Dans cette sortie du journaliste du journal d’informations en ligne spécialisé dans le football CFOOT Alain Denis Ikoul, il fait un détour sue les deux attitudes de Samuel Eto’o, président de la Fecafoot et lors qu’il détenait le capitanat des Lions Indomptables.
Toute personne qui détient le pouvoir est tenue d’en abuser ». Cette célèbre maxime de Montesquieu dans son ouvrage intitulé « L’esprit des Lois », est une copie conforme du management de l’actuel patron de la Fecafoot. Hier joueur, il dénonçait, et c’était légitime et normal. Aujourd’hui dirigeant, il réduit les autres au silence. La vérité est implacable : Le pouvoir change les hommes, et réduit leur tolérance à la critique.
De capitaine contestataire à président contesté ?
Cette image (en bas de cet article) en description, souvenir de Brésil 2014, relance le débat sur la liberté de parole chez les Lions. On est en effet le 9 juin 2014, à quelques jours de la Coupe du monde au Brésil, Samuel Eto’o, alors capitaine des Lions Indomptables, monte au créneau pour dénoncer publiquement ce qu’il considérait comme « l’amateurisme » des dirigeants camerounais après les retards ayant entouré le départ de la sélection.
Celui qui avait la veille, humilié la république en refusant le drapeau national à lui remis par le Premier Ministre, mettait en avant la défense des intérêts du groupe. Cette posture avait été diversement appréciée au sein de l’opinion, même si le rapport affectif à l’homme a vite fait oublier au public, la notion de sacralité du drapeau. Tout fut pardonné.

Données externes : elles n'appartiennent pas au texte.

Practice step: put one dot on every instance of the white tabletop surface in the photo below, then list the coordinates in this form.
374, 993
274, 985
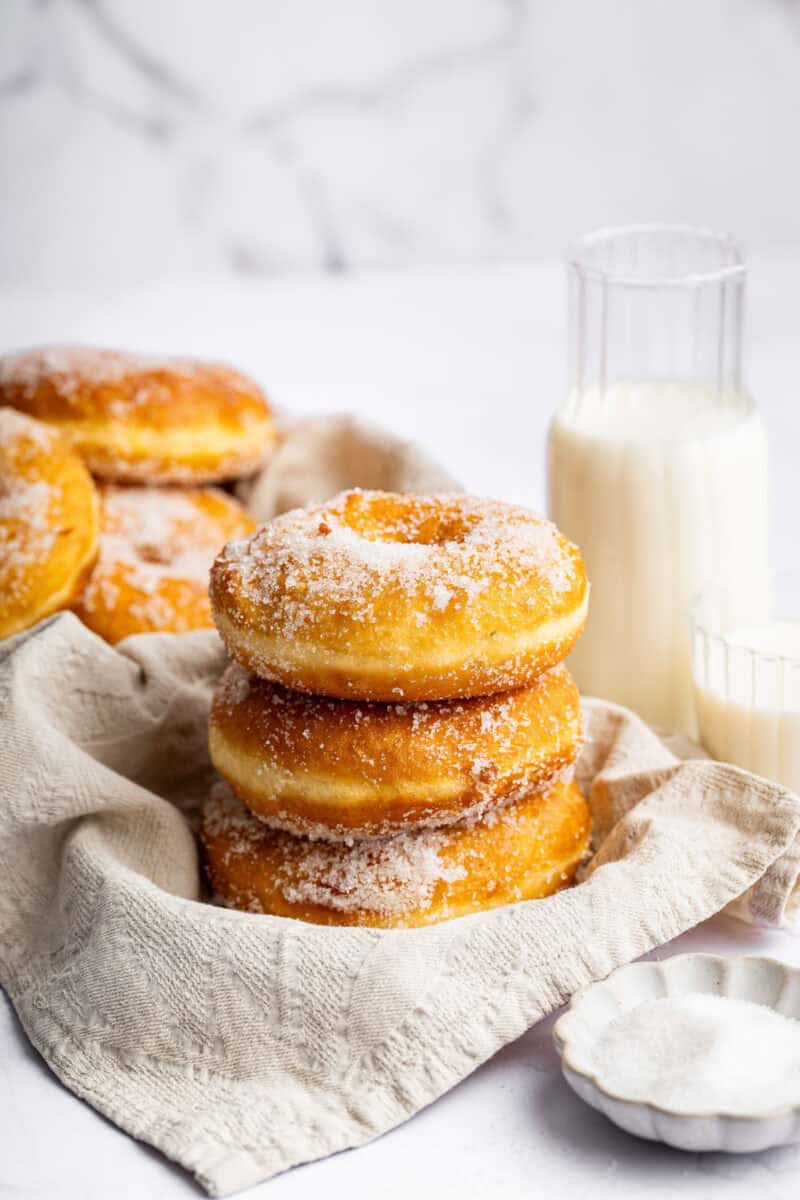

Douze ans plus tard, le débat ressurgit sous une autre forme. Devenu président de la fédération, celui qui défendait autrefois la parole des joueurs est aujourd’hui accusé de peu tolérer les prises de position internes. Eto’o menace, brime, humilie, avant de suspendre. Les épisodes ayant entouré André Onana ou encore les discussions autour de la composition du staff technique ont nourri ce sentiment chez une immense majorité de l’opinion.
Des positions autrefois considérées comme actes de bravoure, sont aujourd’hui criminalisées. D’une main de fer, Eto’o dicte sa loi aux joueurs, aux politiques, à la presse et au public: « tout ce qu’il fait est bon » entend-on régulièrement de ses nombreux affidés.
Question de gouvernance ou changement de posture lié au pouvoir ? Le football camerounais continue d’interroger sur la place laissée à la parole des joueurs selon que l’on soit sur le terrain… ou dans les bureaux. Ivan Kamwa parle souvent de duplicité du personnage Eto’o, eh bien on y est. L’incohérence, la gaucherie et la versatilité ont désormais un nom, un domicile, et un terrain d’expression par excellence depuis décembre 2021: LA FECAFOOT.